Archiv für August 2010

Aua aua aua

31 August 2010

Letzte Nacht davon gerträumt, daß mein Therapieplan die Entfernung der Vorhaut vorsehe. Nu frag ich mich natürlich, ist das jetzt ein unbewußter Ausdruck meiner religiösen Wünsche oder nur stinknormale Kastrationsangst?

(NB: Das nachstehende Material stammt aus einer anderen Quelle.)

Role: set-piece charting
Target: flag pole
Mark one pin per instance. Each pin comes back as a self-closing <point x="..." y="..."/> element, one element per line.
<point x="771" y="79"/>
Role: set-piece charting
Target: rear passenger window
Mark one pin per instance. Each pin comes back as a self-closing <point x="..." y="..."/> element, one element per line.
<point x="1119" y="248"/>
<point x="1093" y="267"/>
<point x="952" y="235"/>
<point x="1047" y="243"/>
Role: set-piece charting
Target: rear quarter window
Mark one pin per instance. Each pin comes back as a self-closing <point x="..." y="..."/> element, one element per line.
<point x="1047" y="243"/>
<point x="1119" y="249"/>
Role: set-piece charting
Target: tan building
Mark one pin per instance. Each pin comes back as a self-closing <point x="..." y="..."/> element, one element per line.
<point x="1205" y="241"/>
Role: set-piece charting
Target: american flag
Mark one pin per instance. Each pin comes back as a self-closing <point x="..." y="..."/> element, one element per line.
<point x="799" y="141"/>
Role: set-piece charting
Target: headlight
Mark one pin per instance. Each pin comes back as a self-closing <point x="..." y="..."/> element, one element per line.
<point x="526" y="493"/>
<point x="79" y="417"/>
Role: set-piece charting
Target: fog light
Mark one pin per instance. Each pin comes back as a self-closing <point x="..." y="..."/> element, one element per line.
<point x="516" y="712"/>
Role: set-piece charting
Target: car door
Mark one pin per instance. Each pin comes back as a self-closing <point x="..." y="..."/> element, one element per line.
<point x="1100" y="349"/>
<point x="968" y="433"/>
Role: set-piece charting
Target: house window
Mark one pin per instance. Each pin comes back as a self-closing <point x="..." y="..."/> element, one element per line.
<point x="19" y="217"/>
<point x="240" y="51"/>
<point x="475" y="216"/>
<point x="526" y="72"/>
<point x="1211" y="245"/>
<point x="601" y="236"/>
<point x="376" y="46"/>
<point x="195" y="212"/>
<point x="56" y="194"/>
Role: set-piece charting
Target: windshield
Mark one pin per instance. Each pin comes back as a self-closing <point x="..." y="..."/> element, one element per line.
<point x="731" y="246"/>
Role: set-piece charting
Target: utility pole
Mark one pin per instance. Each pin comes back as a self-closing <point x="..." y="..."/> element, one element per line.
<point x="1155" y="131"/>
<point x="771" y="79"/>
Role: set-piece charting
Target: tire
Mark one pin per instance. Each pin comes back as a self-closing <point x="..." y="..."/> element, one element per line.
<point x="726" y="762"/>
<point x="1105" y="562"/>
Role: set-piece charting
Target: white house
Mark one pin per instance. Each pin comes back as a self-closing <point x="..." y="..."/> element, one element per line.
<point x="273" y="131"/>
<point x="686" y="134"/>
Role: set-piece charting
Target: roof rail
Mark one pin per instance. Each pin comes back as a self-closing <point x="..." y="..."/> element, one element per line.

Ist zufällig ein Psychiater an Bord?

Apropos Irre

30 August 2010

Ganz sicher werde ich gleich morgen verrückt, wenn ich nur noch ein einziges Telephongespräch meines Zimmergenossen mitanhören muß.
„Jaa Hallooo…Jaa… Jaaa… Nöö…. Guuuut… Jaa… Najaaa…Achjaaa…Na denn.. Jaaa…“

Wie soll man denn dabei seine geistige Gesundheit wiederfinden?

Kurze Zwischeninfo

29 August 2010

Gestern versucht, das „Erste Sozialistische Patientenkollektiv Dulsberg-Nord“ zu gründen. Trotz erheblicher Begeisterung seitens meiner Mitpatienten wieder Abstand davon genommen, weil sich herausstellte, daß die allesamt bekloppt sind! Wer kann denn in der Psychiatrie mit sowas rechnen?

Kurz überlegt, das System des Dr. Teer und Prof. Feder einzuführen, aber wegen unklarer Urheberrechtslage davon abgesehen. Es ist doch zum verrückt werden. ;)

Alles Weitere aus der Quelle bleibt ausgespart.